How to use <Omit> and generic types in typescript?

0
votes

I am trying to generalise a service layer in an API in typescript using a base Data Transfer Object.

To not have to re-write the types definition i'm using <Omit>. However, it raises some typescript errors that i am not able to understand.

For instance, i do not understand why the following code:

type A = { a: string };
function test<T extends A>(ot: Omit<T, "a">): T {
  return {
    ...ot,
    a: "a",
  };
}

is raising the following error:

Type 'Pick<T, Exclude<keyof T, "a">> & { a: string; }' is not assignable to type 'T'. 'Pick<T, Exclude<keyof T, "a">> & { a: string; }' is assignable to the constraint of type 'T', but 'T' could be instantiated with a different subtype of constraint 'A'.

I understand why

function test<T extends string>():T {return "This is not specific enough!"}

does not work, but in the case above we are just defining dynamically the omitted field, we are not forgetting any constraint. What am i getting wrong?

1
typescripttypescript-generics
Is there a reason you prefer your version to something like this? - jcalz
That's a good workaround, however in my case the function is a member of a class and that generic is used in the class like this: class BaseService<Model> { function create(o: <Omit Model, "id">): Model now... maybe i could define my Model without the id everywhere and use your trick for all of the functions.

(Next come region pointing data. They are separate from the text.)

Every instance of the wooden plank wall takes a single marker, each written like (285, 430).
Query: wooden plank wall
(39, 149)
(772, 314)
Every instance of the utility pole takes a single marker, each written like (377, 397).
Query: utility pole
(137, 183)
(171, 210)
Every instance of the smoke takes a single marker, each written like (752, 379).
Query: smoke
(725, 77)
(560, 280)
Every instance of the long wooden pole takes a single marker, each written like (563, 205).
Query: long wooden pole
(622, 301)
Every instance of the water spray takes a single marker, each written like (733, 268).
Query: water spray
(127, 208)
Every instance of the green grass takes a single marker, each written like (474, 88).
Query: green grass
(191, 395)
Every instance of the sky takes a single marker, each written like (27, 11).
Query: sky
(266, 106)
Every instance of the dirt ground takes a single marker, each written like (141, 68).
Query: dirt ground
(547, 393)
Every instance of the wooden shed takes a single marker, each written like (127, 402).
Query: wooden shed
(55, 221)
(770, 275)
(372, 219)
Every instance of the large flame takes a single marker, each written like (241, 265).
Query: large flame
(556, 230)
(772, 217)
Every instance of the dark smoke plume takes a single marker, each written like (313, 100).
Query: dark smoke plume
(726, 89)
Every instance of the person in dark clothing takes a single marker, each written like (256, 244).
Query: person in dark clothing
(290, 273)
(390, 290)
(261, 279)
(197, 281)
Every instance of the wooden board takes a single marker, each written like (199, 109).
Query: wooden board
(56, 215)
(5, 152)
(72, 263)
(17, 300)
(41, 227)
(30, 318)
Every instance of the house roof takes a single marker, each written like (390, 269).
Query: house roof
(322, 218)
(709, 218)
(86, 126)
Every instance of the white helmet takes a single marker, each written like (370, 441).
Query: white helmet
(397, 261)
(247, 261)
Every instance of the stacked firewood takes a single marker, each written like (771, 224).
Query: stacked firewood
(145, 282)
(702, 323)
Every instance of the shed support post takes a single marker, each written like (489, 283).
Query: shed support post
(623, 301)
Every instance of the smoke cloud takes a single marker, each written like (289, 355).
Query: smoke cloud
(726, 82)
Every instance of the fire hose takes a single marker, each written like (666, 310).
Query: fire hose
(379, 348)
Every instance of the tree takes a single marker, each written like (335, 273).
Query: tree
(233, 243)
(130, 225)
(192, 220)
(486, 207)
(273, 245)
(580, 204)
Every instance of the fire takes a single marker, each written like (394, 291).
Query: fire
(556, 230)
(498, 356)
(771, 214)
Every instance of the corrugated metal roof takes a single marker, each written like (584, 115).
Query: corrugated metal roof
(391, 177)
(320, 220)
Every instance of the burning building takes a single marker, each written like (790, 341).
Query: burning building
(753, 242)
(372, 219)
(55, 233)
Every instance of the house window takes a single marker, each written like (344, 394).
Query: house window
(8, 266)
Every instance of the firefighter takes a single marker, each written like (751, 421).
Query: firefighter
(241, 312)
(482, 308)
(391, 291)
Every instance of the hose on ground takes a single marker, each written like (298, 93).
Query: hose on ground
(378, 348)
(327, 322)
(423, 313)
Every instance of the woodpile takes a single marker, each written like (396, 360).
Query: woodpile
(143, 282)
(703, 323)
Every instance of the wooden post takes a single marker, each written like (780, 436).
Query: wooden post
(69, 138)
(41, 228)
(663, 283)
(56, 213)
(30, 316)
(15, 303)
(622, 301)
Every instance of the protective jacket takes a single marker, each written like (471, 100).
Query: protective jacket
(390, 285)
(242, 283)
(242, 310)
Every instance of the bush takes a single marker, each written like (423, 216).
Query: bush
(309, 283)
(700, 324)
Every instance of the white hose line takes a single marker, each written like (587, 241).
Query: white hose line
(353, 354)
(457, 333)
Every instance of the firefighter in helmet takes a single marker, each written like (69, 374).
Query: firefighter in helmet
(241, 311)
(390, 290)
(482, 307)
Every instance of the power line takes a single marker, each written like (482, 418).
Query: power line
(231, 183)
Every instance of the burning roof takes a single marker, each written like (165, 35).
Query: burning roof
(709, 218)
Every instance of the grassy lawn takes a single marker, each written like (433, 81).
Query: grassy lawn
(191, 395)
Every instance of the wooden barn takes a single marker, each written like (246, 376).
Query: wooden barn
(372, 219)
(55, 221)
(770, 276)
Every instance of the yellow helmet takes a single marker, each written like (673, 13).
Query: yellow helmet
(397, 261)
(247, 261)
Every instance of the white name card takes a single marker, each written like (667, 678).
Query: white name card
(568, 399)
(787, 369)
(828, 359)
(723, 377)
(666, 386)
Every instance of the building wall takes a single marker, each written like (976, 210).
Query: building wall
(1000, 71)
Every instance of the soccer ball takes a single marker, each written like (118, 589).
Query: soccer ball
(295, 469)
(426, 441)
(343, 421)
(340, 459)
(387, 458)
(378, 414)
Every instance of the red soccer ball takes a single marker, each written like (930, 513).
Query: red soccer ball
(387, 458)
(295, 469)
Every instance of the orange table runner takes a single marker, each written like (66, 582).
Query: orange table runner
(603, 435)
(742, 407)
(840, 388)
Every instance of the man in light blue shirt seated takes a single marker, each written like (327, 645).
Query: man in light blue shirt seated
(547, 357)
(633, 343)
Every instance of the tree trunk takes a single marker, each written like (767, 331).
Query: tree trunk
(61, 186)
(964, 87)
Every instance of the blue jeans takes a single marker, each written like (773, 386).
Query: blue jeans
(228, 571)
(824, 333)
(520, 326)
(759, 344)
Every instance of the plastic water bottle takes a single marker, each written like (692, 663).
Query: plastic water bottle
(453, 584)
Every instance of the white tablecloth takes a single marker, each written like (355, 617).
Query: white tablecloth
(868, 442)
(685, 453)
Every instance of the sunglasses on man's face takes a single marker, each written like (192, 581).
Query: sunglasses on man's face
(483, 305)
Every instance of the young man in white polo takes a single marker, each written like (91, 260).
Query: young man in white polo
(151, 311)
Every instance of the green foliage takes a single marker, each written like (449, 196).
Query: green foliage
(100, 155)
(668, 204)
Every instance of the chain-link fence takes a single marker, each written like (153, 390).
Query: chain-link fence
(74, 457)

It's just counter-intuitive - A. Laurent

1 Answers

1
votes

Your function fails type-checking because it is not type-safe. The error message explains: your function returns something which "is assignable to the constraint of type 'T', but 'T' could be instantiated with a different subtype of constraint 'A'."

For example, type Foo = {a: 'foo'} is also a sub-type of the constraint A. If your function is called like test<Foo>(obj), then it promises to return something of type Foo, but the actual return value is not assignable to the type Foo.